Digitale Verwaltung
Estland "bewirbt" sich bei Deutschland
Mit einer ungewöhnlichen Bewerbung meldet sich Estland auf dem deutschen Digitalmarkt: Das baltische EU-Land hat einen „digitalen Lebenslauf“ eingereicht und bewirbt sich damit als Partner für Deutschlands digitale Transformation.
Während in vielen Ländern noch über Zukunftsvisionen gesprochen wird, ist es in Estland längst Realität geworden: Seit Januar 2025 sind alle staatlichen Dienstleistungen vollständig digital verfügbar – von der Unternehmensgründung über die Steuererklärung bis zur Online-Scheidung. Damit zeigt Estland, wie ein effizienter, sicherer und bürgernaher E-Staat funktionieren kann.
Die von Trade Estonia initiierte Kampagne „The Best CV you’ll see this year“ präsentiert sich Estland damit als Vorreiter für digitale Verwaltung.

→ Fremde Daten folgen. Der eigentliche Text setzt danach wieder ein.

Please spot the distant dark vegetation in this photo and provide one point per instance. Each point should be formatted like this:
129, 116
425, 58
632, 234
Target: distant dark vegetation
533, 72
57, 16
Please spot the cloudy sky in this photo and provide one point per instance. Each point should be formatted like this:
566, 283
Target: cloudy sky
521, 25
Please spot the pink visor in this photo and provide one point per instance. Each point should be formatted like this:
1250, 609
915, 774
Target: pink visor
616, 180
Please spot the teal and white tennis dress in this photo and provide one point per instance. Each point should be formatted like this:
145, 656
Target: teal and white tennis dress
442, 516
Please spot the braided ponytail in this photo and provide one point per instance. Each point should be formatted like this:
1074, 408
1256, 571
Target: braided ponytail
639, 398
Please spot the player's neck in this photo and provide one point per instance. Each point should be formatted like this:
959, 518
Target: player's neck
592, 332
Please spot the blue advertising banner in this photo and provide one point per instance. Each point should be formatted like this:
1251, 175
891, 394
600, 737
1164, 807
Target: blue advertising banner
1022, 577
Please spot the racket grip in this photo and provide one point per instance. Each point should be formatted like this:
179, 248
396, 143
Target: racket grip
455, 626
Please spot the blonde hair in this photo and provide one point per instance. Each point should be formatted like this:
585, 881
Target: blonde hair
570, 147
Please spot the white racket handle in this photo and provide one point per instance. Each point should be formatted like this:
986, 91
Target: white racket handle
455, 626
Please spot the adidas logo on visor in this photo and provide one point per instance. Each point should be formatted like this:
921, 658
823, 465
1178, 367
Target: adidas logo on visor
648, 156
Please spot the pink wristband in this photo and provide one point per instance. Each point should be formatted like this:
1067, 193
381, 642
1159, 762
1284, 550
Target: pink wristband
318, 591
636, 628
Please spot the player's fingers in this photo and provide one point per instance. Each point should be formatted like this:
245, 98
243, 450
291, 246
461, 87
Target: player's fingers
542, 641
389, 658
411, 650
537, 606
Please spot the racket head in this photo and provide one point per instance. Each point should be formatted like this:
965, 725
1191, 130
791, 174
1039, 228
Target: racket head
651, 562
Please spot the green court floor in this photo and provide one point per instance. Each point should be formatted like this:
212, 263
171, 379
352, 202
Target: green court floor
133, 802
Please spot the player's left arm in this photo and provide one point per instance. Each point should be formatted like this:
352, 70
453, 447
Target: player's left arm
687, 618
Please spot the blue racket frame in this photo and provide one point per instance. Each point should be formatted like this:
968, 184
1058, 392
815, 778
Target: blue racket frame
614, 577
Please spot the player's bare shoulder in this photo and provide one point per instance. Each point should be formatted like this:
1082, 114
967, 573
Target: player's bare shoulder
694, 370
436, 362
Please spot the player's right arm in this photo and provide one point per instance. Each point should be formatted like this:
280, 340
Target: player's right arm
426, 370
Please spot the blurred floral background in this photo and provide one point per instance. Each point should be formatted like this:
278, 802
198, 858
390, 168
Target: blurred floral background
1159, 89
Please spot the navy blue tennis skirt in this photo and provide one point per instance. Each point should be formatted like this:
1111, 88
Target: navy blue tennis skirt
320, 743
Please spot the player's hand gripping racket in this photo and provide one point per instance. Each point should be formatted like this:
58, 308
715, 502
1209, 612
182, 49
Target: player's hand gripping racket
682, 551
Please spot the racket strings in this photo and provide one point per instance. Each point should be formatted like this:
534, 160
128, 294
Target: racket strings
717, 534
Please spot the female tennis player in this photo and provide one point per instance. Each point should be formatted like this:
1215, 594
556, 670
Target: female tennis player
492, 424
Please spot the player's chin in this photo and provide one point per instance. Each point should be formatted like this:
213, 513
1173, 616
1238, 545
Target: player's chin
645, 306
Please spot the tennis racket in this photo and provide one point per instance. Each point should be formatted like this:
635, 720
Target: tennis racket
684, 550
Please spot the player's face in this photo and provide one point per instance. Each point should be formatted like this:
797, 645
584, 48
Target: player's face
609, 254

Herzstück der Kampagne ist eine Landingpage (tradewithestonia.com/ict-germany), die als digitaler Lebenslauf gestaltet ist und Kompetenzen, Referenzen sowie Praxisbeispiele bündelt.
Die Stärken Estlands
- Cybersicherheit und Datenhoheit: Estland betreibt eine hochsichere Infrastruktur, die auch von NATO und EU genutzt wird.
- Digitale Identität: Jede Bürgerin und jeder Bürger verfügt über eine ID für rechtssichere Online-Abwicklungen.

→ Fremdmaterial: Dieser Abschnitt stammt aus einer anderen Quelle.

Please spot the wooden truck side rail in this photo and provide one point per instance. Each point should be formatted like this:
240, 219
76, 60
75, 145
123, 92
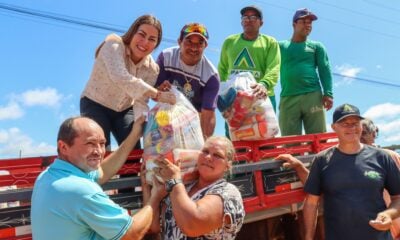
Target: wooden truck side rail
267, 189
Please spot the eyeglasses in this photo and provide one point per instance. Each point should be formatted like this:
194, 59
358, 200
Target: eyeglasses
251, 18
188, 42
349, 124
195, 28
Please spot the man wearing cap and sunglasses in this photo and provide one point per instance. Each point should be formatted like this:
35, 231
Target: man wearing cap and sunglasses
186, 67
302, 101
350, 178
253, 52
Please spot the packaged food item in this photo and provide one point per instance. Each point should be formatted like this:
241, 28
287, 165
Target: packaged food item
248, 117
170, 127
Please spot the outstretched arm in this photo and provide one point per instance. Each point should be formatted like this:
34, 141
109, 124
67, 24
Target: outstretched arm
310, 212
113, 162
383, 220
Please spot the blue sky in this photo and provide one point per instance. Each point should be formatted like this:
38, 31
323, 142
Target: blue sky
45, 63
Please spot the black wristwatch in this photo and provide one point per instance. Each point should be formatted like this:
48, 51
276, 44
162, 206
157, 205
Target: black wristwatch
170, 184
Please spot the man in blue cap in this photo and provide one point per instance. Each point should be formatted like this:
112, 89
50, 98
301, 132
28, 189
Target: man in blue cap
350, 177
302, 99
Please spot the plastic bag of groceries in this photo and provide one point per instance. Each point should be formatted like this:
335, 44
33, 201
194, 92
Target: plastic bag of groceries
171, 127
248, 117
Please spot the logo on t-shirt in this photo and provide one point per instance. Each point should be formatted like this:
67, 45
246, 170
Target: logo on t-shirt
244, 60
372, 174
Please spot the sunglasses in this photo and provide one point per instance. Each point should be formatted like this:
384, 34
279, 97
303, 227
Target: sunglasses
196, 28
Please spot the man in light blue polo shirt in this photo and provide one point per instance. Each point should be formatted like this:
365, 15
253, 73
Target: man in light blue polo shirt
68, 202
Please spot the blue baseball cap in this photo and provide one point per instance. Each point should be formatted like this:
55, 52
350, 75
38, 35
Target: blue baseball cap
345, 110
302, 13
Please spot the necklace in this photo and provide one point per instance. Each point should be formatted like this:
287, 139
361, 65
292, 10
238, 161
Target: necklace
187, 87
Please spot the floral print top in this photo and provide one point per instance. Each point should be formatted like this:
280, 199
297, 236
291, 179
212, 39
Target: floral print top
233, 208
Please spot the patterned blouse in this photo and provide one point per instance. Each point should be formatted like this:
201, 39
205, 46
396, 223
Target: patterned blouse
233, 208
116, 82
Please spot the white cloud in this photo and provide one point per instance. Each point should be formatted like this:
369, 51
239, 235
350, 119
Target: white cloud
45, 97
14, 143
387, 117
349, 72
11, 111
385, 111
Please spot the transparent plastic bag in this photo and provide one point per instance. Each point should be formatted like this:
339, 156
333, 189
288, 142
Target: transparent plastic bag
248, 117
170, 127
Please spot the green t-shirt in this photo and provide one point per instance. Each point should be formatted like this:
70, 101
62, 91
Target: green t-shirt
300, 62
261, 57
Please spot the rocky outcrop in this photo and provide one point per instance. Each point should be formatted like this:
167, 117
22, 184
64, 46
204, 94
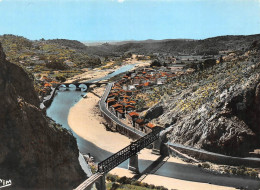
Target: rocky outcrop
219, 110
35, 154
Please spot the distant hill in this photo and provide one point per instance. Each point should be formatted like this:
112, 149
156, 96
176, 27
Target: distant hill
74, 44
175, 46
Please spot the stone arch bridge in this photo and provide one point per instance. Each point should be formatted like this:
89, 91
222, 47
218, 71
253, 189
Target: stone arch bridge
80, 85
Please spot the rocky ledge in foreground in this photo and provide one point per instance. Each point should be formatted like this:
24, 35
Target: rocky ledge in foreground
34, 153
216, 109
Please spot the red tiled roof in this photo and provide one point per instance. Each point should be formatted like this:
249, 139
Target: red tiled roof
120, 110
117, 105
133, 114
129, 106
150, 125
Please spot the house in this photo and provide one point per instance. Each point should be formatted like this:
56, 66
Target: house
132, 116
139, 124
129, 108
114, 107
110, 102
120, 113
149, 127
69, 63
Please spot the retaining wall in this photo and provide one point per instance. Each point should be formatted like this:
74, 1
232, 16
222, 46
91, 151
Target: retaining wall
214, 157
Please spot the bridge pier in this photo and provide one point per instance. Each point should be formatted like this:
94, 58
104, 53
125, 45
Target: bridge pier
101, 183
157, 146
133, 164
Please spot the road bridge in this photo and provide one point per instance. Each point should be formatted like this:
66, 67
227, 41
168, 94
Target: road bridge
79, 85
129, 152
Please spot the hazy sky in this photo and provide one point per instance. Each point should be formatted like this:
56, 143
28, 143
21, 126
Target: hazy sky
102, 20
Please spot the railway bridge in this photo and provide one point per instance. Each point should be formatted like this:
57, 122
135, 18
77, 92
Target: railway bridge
80, 85
129, 152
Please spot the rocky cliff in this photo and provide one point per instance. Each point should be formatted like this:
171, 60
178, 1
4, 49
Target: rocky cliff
217, 109
34, 153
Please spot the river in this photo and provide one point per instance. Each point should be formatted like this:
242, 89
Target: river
59, 111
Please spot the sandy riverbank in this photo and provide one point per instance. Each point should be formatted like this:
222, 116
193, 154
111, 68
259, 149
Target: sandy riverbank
85, 120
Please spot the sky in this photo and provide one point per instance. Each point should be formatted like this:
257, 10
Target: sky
116, 20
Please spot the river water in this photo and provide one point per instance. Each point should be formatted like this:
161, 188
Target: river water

- Cloudfähige E-Government-Systeme: Modular, interoperabel und international übertragbar.
- Einsatz von KI: Zur Automatisierung und Datenanalyse in Behörden unter strenger Einhaltung europäischer Datenschutzstandards.
- Export von Know-how: zum Beispiel in Gesundheit, Finanzen, Logistik, Bildung und Energie.
Lauri Luht, CIO im estnischen Justiz- und Digitalministerium, erklärt: „Estlands Verwaltung ist heute vollständig digital – wir sehen das nicht nur als nationalen Erfolg, sondern als Modell für internationale Zusammenarbeit. Mit unserer Kampagne möchten wir zeigen, wie partnerschaftlich und praxisnah Digitalisierung funktionieren kann – auch über Grenzen hinweg.“
Ziel der Kampagne ist vor allem Deutschland. Während die Bundesrepublik in den vergangenen Jahren verstärkt in digitale Infrastruktur investiert hat, hapert es laut Studien wie dem eGovernment Monitor noch oft an Umsetzung und Nutzerfreundlichkeit. Estland bietet hier konkrete Lösungen und Partnerschaften an.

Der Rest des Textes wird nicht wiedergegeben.